For the electron microscope observation, vapor-deposition was performed on the sample, and a scanning electron microscope was used. The setting magnification was about 200 times and about 2000 times.
For the measurement of physical properties of fine particles, Powder Tester Model PT-N produced by HOSOKAWA MICRON CORP. was used. Each measurement was performed 3 times by a general method according to the manual, and an average of the results was used.
Amorphous powder of calcium pantothenate was obtained by drying a calcium pantothenate aqueous solution with a spray dryer.

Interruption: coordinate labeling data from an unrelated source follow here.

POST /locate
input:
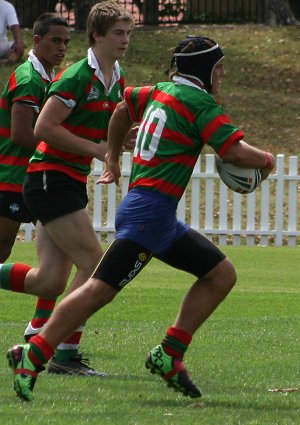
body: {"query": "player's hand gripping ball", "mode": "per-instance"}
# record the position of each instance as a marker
(239, 179)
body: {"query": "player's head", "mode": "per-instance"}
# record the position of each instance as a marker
(104, 15)
(43, 23)
(51, 35)
(196, 57)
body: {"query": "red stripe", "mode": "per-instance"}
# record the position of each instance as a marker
(33, 99)
(175, 104)
(25, 372)
(213, 126)
(177, 137)
(100, 106)
(3, 104)
(65, 95)
(187, 160)
(43, 304)
(42, 166)
(12, 83)
(235, 137)
(180, 334)
(70, 157)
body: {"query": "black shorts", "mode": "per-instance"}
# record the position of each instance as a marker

β-Form crystalline calcium pantothenate was obtained according to the method described by Inagaki et al. (Chem. Pharm. Bull., 24, pp. 3097-3102, 1976). 5 g of amorphous calcium pantothenate granules (manufactured by Daiichi Fine Chemicals, Inc.) was fully dissolved in 100 g of ethanol containing 10% by weight of water by sufficient stirring, and left standing at 25° C. After one day, the precipitated crystals were collected by filtration under reduced pressure and dried at room temperature under reduced pressure. When these crystals were analyzed by using the powder X-ray diffractometer, it was found that the diffraction intensity I5.1 at a diffraction angle (2 θ) of 5.1° was clearly larger than the diffraction intensity 16.0° at a diffraction angle (2 θ) of 16.0°, and this pattern was found to be identical with the powder X-ray diffraction pattern of the β-form crystal described by Inagaki et al. (Chem. Pharm. Bull., 24, pp. 3097-3102, 1976) (
40 g of calcium pantothenate (amorphous powder) was added to 200 g of ethanol containing 10% by weight of water and homogenously dissolved at room temperature with applying ultrasonication. During the dissolution process, the solution sometimes became turbid because of start of partial precipitation. The aqueous suspension solution was stirred with warming at 40° C. Then, the precipitation progressed within several tens of minutes, and the suspension apparently became cloudy with rise of viscosity. The precipitated crystals were collected by filtration under reduced pressure while the suspension still maintained flowability, and the masses of the resulting crystals was crumbed and dried under reduced pressure at 40° C. for several hours by using an evaporator. The dried crystals were sized with light crush on a 150-μm sieve. In order to obtain a sufficient amount of crystals for measurement of physical properties of the powder, the aforementioned procedure was repeated 3 times to obtain 77 g in total of crystals.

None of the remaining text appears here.